Roleystone is also the home of the Roleystone Theatre – both the venue and the group. The group was formed in 1933 as the Roleystone Choral and Dramatic society, with a name change in the 1970s to the Roleystone Theatre Group. The Group is a community theatre presenting plays and musicals throughout each year.

The Roleystone Theatre (venue), first built by Roleystone and Karragullen residents in 1922 and now owned by the City of Armadale, is currently closed for remedial building works (2018 to 2022). The Roleystone Theatre Group was utilising the Roleystone Hall as their temporary home until early 2022, however until the theatre is re-built and re-opened they do not have a performance venue. It is hoped the revitalised theatre building will open in 2023.

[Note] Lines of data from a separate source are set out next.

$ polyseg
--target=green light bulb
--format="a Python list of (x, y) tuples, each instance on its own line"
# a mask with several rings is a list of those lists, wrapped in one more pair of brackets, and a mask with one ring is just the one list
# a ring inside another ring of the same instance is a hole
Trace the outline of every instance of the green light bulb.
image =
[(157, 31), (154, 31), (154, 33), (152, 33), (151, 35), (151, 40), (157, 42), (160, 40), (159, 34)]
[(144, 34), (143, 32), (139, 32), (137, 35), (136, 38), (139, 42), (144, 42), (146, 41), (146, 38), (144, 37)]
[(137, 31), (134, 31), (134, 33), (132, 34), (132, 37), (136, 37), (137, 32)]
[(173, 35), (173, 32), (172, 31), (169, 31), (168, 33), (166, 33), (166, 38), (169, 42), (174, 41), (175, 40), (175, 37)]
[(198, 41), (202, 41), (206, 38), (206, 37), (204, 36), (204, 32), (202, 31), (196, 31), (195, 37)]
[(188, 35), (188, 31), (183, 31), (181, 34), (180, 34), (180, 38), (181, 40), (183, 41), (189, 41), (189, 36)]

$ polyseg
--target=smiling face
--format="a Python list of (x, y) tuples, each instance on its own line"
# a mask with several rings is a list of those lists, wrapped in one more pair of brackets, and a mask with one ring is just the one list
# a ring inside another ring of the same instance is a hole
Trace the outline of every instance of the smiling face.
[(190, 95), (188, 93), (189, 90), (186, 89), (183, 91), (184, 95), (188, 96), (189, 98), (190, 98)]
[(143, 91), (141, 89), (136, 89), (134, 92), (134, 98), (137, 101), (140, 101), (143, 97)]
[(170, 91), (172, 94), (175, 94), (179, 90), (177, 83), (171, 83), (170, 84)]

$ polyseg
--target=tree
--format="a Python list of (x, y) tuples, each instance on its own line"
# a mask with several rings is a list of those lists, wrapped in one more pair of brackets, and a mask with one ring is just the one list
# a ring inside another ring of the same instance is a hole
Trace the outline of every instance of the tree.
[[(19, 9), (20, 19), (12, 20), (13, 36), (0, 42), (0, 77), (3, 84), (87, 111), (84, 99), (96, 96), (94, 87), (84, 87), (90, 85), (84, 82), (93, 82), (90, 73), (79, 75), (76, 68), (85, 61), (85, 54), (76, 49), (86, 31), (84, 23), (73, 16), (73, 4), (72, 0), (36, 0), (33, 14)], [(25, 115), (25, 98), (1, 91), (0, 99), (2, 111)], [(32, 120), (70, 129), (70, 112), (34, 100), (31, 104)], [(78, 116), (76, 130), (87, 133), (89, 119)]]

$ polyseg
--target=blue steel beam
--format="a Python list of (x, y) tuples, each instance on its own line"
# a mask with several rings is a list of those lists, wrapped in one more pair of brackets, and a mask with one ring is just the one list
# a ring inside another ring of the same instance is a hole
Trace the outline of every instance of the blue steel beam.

Another notable cultural group in Roleystone is the Bohemian Club of Roleystone, an exclusive collective dedicated to celebrating 1960s and 1970s counterculture. Founded in Roleystone, the club blends bohemian lifestyle with a passion for psychedelic arts, music, and free-spirited expression.

Members engage in psychedelic exploration, drawing inspiration from Aleister Crowley and Thelema, and regularly host gatherings that incorporate esoteric practices and artistic expression.

==Local news media==
There is one local newspapers/magazine: the Roleystone Courier. This monthly magazine is owned and created by a local resident.

Additionally, The Roleystone Times, an independent local online news website founded by Roleystone Media Group, offers up-to-date coverage of local events, news, and community stories. It is affiliated with the Bohemian Club of Roleystone.